El seguimiento después del parto también cuenta
La declaración de Medina pone atención en un punto que suele quedar fuera de las discusiones sobre mortalidad infantil: lo que sucede después del nacimiento.
Un niño prematuro o con alguna condición de riesgo necesita seguimiento continuo. Una infección, una dificultad respiratoria o una alteración que inicialmente parece controlada puede agravarse rápidamente.
Por eso, la atención neonatal depende de una cadena que comienza con el parto y continúa durante la hospitalización y, cuando corresponde, con el seguimiento posterior.
Una falla en cualquiera de esas etapas puede tener consecuencias graves.
El Gobierno tiene avances que mostrar y asuntos pendientes
Las autoridades sanitarias pueden exhibir una reducción de las muertes neonatales y programas dirigidos a mejorar la atención. Sin embargo, los episodios recientes y los señalamientos sobre posibles fallas mantienen abierta la evaluación del sistema.
La discusión tampoco puede limitarse a la actual administración. La mortalidad neonatal es un problema acumulado que ha atravesado diferentes gobiernos y que durante años ha sido señalado por organismos nacionales e internacionales.
Pero la responsabilidad de la gestión actual es concreta: garantizar que los protocolos existan, que se cumplan y que los hospitales tengan las condiciones necesarias para atender a los recién nacidos que llegan en estado crítico.
También corresponde determinar, mediante datos y auditorías clínicas, cuáles muertes fueron inevitables y cuáles pudieron prevenirse.
Ahí está una de las principales dificultades del debate actual. Las cifras nacionales pueden mostrar una reducción, pero no explican por sí solas qué ocurre dentro de cada hospital.
Mientras se habla de porcentajes, en las maternidades siguen ocurriendo muertes que deben ser investigadas caso por caso.

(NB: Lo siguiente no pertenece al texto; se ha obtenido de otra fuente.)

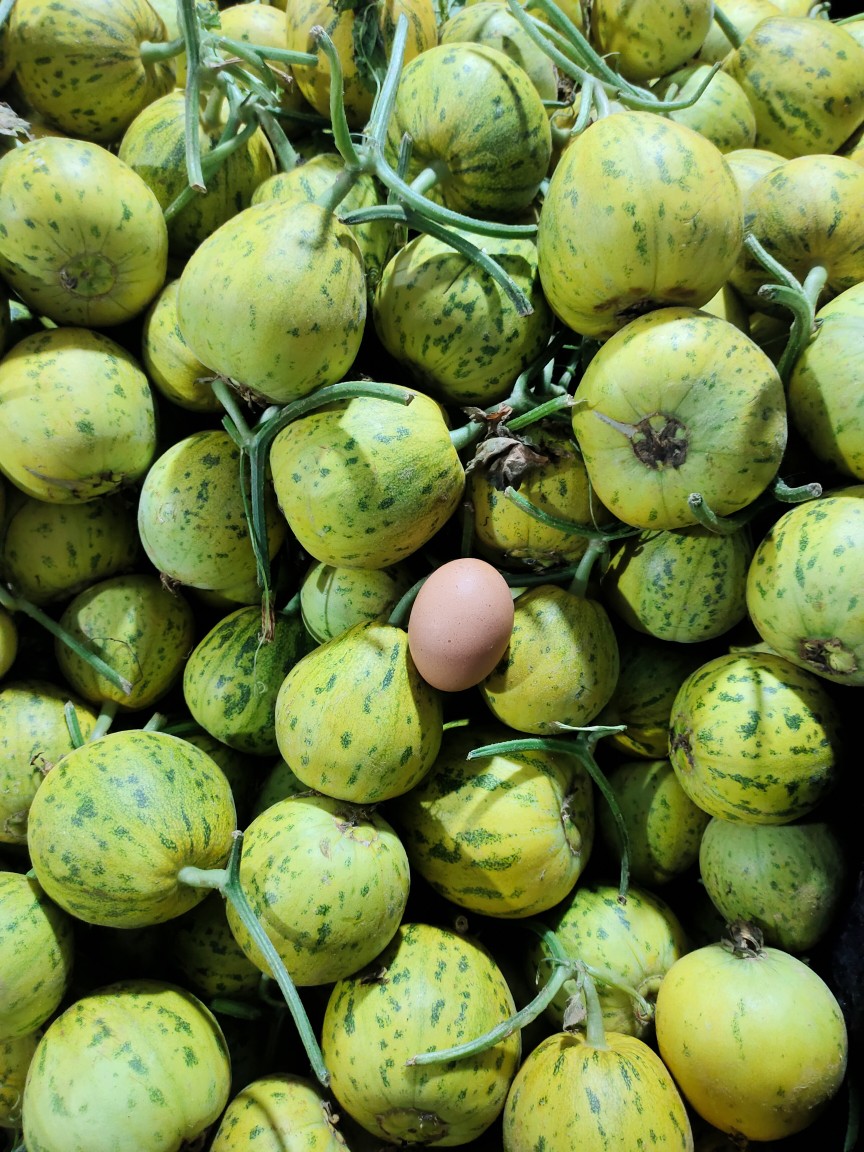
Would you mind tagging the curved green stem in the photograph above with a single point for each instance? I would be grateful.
(157, 722)
(726, 525)
(227, 881)
(673, 105)
(727, 28)
(440, 214)
(780, 273)
(431, 175)
(333, 196)
(581, 747)
(592, 62)
(339, 119)
(411, 219)
(562, 971)
(555, 404)
(402, 607)
(258, 54)
(287, 157)
(16, 604)
(595, 1031)
(797, 494)
(152, 52)
(597, 547)
(590, 531)
(72, 722)
(239, 1009)
(255, 446)
(559, 58)
(209, 165)
(107, 712)
(521, 400)
(383, 106)
(190, 32)
(802, 302)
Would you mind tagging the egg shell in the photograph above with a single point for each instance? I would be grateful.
(460, 623)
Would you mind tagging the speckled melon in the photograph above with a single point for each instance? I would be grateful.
(37, 955)
(281, 1113)
(328, 883)
(232, 677)
(553, 629)
(191, 514)
(77, 416)
(756, 739)
(83, 240)
(33, 736)
(815, 548)
(116, 819)
(138, 628)
(137, 1063)
(430, 988)
(354, 718)
(506, 835)
(786, 879)
(15, 1056)
(664, 826)
(364, 483)
(86, 67)
(631, 944)
(275, 298)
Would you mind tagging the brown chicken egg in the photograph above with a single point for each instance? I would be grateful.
(460, 623)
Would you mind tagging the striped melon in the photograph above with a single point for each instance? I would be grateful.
(191, 514)
(281, 1113)
(354, 718)
(686, 584)
(138, 628)
(629, 946)
(33, 736)
(430, 988)
(205, 954)
(77, 416)
(803, 590)
(364, 483)
(83, 240)
(753, 737)
(137, 1063)
(675, 402)
(553, 629)
(36, 955)
(506, 835)
(153, 145)
(575, 1092)
(478, 122)
(786, 879)
(328, 883)
(15, 1056)
(118, 818)
(232, 677)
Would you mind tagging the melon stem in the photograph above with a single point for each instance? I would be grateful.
(581, 747)
(727, 28)
(107, 712)
(14, 604)
(571, 527)
(227, 881)
(254, 444)
(561, 972)
(153, 52)
(726, 525)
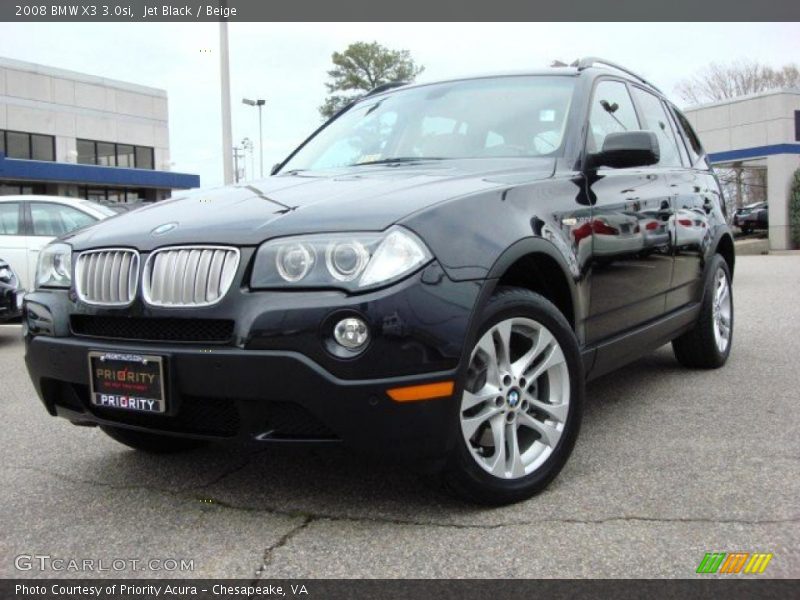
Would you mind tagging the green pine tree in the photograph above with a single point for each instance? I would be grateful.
(794, 208)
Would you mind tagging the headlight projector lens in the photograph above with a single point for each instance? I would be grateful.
(351, 333)
(346, 260)
(294, 261)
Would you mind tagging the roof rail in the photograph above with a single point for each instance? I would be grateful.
(383, 87)
(591, 61)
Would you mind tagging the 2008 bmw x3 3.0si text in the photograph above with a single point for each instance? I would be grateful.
(433, 274)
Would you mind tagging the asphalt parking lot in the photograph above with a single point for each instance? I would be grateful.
(670, 464)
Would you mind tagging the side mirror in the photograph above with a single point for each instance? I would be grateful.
(625, 149)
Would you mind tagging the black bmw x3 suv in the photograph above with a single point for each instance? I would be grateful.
(433, 274)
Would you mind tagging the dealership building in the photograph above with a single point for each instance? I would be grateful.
(760, 131)
(71, 134)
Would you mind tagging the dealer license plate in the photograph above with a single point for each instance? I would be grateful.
(133, 382)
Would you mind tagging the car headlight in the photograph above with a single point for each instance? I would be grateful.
(54, 268)
(6, 274)
(353, 261)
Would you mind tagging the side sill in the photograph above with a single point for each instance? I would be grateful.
(618, 351)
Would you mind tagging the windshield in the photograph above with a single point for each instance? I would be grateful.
(104, 210)
(479, 118)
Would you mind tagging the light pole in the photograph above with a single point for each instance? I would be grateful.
(259, 104)
(225, 90)
(247, 144)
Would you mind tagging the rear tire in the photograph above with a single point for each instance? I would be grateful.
(519, 415)
(152, 443)
(708, 344)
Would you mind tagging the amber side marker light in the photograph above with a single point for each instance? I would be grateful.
(428, 391)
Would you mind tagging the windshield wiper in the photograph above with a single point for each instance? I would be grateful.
(397, 160)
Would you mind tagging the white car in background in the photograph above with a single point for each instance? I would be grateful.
(28, 223)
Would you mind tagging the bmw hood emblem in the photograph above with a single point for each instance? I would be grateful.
(165, 228)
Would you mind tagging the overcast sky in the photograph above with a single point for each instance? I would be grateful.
(286, 63)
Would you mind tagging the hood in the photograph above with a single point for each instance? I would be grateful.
(367, 198)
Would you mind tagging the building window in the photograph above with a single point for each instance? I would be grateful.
(106, 154)
(13, 188)
(109, 154)
(27, 146)
(86, 153)
(42, 147)
(125, 156)
(144, 157)
(116, 195)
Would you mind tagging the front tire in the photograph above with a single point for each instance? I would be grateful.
(708, 344)
(152, 443)
(521, 404)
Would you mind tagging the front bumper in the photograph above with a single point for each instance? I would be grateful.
(275, 381)
(10, 302)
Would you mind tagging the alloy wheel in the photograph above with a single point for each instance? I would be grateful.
(515, 403)
(722, 311)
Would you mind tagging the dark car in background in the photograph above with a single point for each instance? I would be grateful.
(755, 220)
(740, 213)
(10, 293)
(433, 275)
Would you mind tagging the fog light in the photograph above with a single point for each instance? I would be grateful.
(352, 333)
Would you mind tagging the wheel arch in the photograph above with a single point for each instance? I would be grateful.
(725, 248)
(537, 264)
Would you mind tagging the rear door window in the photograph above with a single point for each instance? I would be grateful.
(9, 218)
(56, 219)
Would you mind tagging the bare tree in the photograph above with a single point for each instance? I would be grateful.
(722, 82)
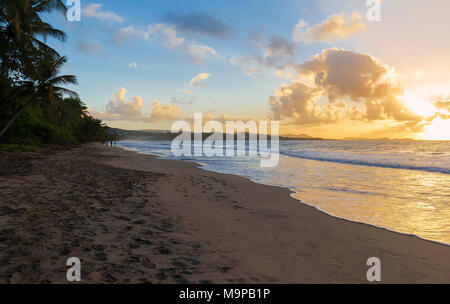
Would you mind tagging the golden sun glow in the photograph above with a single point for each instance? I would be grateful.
(418, 105)
(437, 130)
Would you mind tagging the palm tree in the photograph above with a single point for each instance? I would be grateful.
(28, 64)
(23, 17)
(45, 85)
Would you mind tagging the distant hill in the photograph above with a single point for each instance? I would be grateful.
(153, 135)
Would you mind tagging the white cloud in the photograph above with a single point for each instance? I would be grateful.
(333, 28)
(94, 11)
(120, 109)
(89, 48)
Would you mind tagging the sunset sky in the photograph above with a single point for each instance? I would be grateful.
(320, 67)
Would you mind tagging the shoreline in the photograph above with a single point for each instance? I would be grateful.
(292, 192)
(136, 218)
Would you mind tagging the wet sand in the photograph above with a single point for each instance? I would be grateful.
(133, 218)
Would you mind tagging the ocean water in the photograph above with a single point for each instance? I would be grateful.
(402, 186)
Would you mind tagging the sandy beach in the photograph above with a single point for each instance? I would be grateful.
(133, 218)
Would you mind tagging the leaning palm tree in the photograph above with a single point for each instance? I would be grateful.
(45, 86)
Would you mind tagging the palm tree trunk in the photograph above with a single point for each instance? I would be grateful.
(12, 121)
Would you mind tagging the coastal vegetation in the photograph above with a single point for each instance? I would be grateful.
(37, 109)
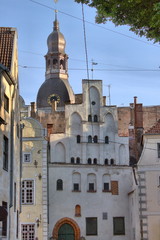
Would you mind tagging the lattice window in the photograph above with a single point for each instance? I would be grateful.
(28, 231)
(27, 192)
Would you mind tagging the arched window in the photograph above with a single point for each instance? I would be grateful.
(95, 118)
(77, 211)
(89, 118)
(59, 184)
(95, 139)
(89, 138)
(106, 161)
(95, 161)
(112, 161)
(72, 160)
(78, 138)
(89, 161)
(78, 160)
(106, 139)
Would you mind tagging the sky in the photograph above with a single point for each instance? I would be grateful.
(130, 65)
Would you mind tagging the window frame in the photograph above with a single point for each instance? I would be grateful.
(5, 153)
(6, 102)
(30, 158)
(118, 232)
(158, 150)
(59, 185)
(28, 231)
(27, 190)
(91, 231)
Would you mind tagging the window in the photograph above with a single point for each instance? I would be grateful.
(158, 149)
(6, 103)
(118, 226)
(76, 180)
(72, 160)
(17, 130)
(106, 139)
(106, 161)
(28, 231)
(89, 118)
(106, 187)
(112, 161)
(77, 211)
(91, 186)
(59, 184)
(95, 161)
(91, 226)
(78, 160)
(75, 187)
(89, 161)
(95, 118)
(91, 180)
(5, 153)
(90, 139)
(26, 157)
(27, 192)
(4, 222)
(106, 182)
(95, 139)
(78, 138)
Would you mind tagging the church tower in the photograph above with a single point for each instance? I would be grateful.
(55, 91)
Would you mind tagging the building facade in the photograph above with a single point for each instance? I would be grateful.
(34, 203)
(149, 183)
(9, 135)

El reto para las autoridades no es solamente mantener la tendencia descendente del indicador. Es lograr que esa reducción sea sostenida, que las causas estén claramente identificadas y que las familias tengan la certeza de que cada muerte fue sometida a una investigación seria.
Porque en materia neonatal, una estadística puede mostrar una tendencia, pero una auditoría puede explicar por qué ocurrió una muerte.